Cell size can be expressed either in terms of mass or volume. Cell volume tends to be a more passive response than mass to the mechanical and osmotic conditions occurring during the cell cycle and differentiation [ 22 – 25 ]. Hence, we have chosen to focus on cell mass homeostasis. There are excellent experimental means to measure cell mass in suspension culture [ 26 ], but it is much harder to measure cell mass accurately when cells are attached to a substratum, which is closer to the physiological context for most mammalian cell types. This single experimental limitation has thwarted the study of cell mass homeostasis and growth rate control in the most well-studied systems. Measuring the mass of a single cell on a culture dish accurately is surprisingly difficult. Furthermore, determining the growth rate from the time derivative of the mass is even more challenging [ 27 , 28 ]. The study of cell mass growth rate regulation in attached cells with sufficient precision to distinguish between different models of growth control required the development of new methods. To this end, we recently developed computationally enhanced quantitative phase microscopy (ceQPM), which measures cell dry mass (the cell’s mass excluding water) by the refractive index difference between cell and medium to a precision of better than 2% [ 29 ]. To describe statistically significant features of cell mass and growth rate regulation, we tracked single-cell growth and the timing of cell cycle events at a scale of thousands of cells per experiment. Using this improved technology, we could investigate the process of cell mass accumulation relative to cell cycle progression throughout the cell cycle. From these improved measurements, we could derive new understandings of cell mass homeostasis during the cell cycle in several cultured cell lines. The results challenge existing theories of cell mass (or, more colloquially, cell size) homeostasis and suggest further mechanistic experiments.

In keeping with a previous study in bacteria [ 21 ], we wish to distinguish between “size control” and “size homeostasis.” We will use the term “size control” to refer to the regulation of the mean size, such as when the mean size in a population of cells responds to a change of environment or when cells differentiate into a different cell type; whereas, we reserve the term “size homeostasis” for the control of the variance around the mean size of a population in a defined steady-state condition. Though these 2 processes may turn out to be mechanistically related, we cannot assume that they share the same mechanism. In this study, our focus is on the less well studied but perhaps more common process of size homeostasis. We used cultured cell lines because primary cells can take a very long time to reach a stable cell size in culture, whereas cell lines are much more stable and reproducible. Furthermore, cell lines have been well characterized; hence, observations from different laboratories can be readily compared and experiments can be easily replicated. Finally, we expect that size regulation would occur in all cell types, normal and transformed, embryonic and differentiated. Like other general cellular mechanisms, such as mitosis, DNA replication, and protein secretion, it is highly likely that underlying general mechanisms are conserved. To test this generality, we have studied size regulation during the cell cycle in several human cell lines of diverse origins, cultured under different conditions.
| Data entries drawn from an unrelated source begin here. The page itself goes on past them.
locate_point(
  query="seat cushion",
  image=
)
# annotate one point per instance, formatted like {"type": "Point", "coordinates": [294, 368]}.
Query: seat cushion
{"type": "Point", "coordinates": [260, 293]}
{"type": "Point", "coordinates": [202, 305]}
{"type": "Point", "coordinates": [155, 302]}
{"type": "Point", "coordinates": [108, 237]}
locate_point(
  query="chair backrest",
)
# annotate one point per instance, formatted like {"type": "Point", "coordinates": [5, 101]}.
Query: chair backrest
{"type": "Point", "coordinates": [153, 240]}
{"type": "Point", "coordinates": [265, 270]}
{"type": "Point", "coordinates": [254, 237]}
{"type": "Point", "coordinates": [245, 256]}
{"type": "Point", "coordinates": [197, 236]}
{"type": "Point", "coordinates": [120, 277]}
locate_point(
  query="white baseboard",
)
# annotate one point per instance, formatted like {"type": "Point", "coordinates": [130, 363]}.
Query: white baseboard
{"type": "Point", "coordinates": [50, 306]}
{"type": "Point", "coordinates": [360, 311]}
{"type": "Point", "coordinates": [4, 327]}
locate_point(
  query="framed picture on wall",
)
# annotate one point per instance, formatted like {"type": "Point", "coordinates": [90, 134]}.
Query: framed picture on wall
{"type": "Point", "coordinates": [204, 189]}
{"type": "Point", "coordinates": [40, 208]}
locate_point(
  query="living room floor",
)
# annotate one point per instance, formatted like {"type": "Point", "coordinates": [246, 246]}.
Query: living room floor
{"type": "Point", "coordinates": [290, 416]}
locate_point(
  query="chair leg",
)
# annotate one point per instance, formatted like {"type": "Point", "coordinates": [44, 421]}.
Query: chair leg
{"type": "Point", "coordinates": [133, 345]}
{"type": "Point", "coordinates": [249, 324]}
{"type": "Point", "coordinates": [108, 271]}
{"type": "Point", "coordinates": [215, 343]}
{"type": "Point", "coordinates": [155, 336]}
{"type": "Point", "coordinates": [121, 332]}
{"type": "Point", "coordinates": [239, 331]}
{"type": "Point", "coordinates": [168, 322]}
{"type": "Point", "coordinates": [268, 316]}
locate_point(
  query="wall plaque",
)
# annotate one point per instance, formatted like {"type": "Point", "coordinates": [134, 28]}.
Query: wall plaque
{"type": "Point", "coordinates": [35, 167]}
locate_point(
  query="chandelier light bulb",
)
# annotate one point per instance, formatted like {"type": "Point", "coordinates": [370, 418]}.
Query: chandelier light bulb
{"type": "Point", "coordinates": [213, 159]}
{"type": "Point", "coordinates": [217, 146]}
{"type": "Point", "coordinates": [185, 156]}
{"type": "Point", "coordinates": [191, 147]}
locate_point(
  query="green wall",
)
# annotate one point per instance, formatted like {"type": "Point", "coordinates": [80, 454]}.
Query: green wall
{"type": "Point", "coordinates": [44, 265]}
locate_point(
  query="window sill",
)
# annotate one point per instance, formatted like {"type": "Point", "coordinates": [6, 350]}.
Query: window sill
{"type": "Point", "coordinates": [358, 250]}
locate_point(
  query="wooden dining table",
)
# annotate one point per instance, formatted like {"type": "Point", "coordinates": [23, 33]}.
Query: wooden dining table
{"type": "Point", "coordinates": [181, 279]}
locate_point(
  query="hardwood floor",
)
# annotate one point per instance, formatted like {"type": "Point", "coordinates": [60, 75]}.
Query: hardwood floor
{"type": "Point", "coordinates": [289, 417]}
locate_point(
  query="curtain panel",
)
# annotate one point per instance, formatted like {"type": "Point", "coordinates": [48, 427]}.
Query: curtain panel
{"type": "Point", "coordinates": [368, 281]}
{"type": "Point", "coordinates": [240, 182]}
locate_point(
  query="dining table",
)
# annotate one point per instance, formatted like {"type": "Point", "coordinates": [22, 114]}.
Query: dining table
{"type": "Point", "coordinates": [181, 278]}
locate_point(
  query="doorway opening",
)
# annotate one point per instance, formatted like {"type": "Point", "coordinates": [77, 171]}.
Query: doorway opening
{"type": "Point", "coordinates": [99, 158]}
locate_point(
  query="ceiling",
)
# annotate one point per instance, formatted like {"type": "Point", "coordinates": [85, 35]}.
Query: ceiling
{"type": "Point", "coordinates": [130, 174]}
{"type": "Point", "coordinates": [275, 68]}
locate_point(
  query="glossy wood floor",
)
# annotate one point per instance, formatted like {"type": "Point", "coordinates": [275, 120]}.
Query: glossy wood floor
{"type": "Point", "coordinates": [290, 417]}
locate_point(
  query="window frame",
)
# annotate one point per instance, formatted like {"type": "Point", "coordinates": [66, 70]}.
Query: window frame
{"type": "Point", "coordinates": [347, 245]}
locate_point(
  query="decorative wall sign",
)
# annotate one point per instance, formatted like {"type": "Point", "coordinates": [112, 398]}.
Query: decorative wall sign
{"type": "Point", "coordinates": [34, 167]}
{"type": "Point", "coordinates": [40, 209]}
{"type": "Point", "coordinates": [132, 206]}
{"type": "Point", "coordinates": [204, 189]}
An alternative approach for regulating cell size, other than regulating it at S phase entry or in the length of other cell cycle phases, would be to regulate cell growth [ 1 , 19 ]. A few studies have suggested various types of size-dependent growth rate modulation in cultured cells. For example, Cadart and colleagues found that the slope of volume growth rate versus cell volume decreases for large cells at birth [ 7 ]; Neurohr and colleagues found that volume growth rate slows down in excessively large senescent cells [ 20 ]; and Ginzberg and colleagues found that nuclear area, an approximate proxy for cell size, is negatively correlated with growth rate at 2 points during the cell cycle [ 8 ]. Though such observations have been noted, there has been little said about their quantitative importance. Furthermore, it is hard to evaluate the various types of growth modulation, as they were discovered in different systems using different physical proxies for cell size, such as cell volume and nuclear area. Hence, little can be concluded about whether these processes coexist in the same cell, are specific to certain cell types, or are only reflected in certain types of cell measurement. Compared to studies on cell cycle control, cell growth control has received little attention.

In 1985, Zetterberg and colleagues reported that the variation of G1 length in mouse fibroblast cells accounted for most of the variation in cell cycle length when cells switched from quiescence to proliferation [ 14 ]. However, a later study in several cell lines found the G1, S, and G2 phase lengths had comparable variability and were all positively correlated with the cell cycle length in normal cycling populations [ 15 ], implying a dependency of cell cycle phase lengths on cell size outside of G1. Furthermore, regulation of the S and G2 lengths is known to make a contribution to size homeostasis in lower eukaryotic organisms, such as budding and fission yeasts [ 16 – 18 ]. However, evidence of size-dependent regulation outside of G1 has seldom been reported in mammalian cells [ 4 , 7 ]. Little is known about whether the nonG1 phases play an appreciable role in maintaining mammalian cell size homeostasis or whether variation in cell size introduced in the nonG1 phases is somehow fully compensated at the next G1/S transition.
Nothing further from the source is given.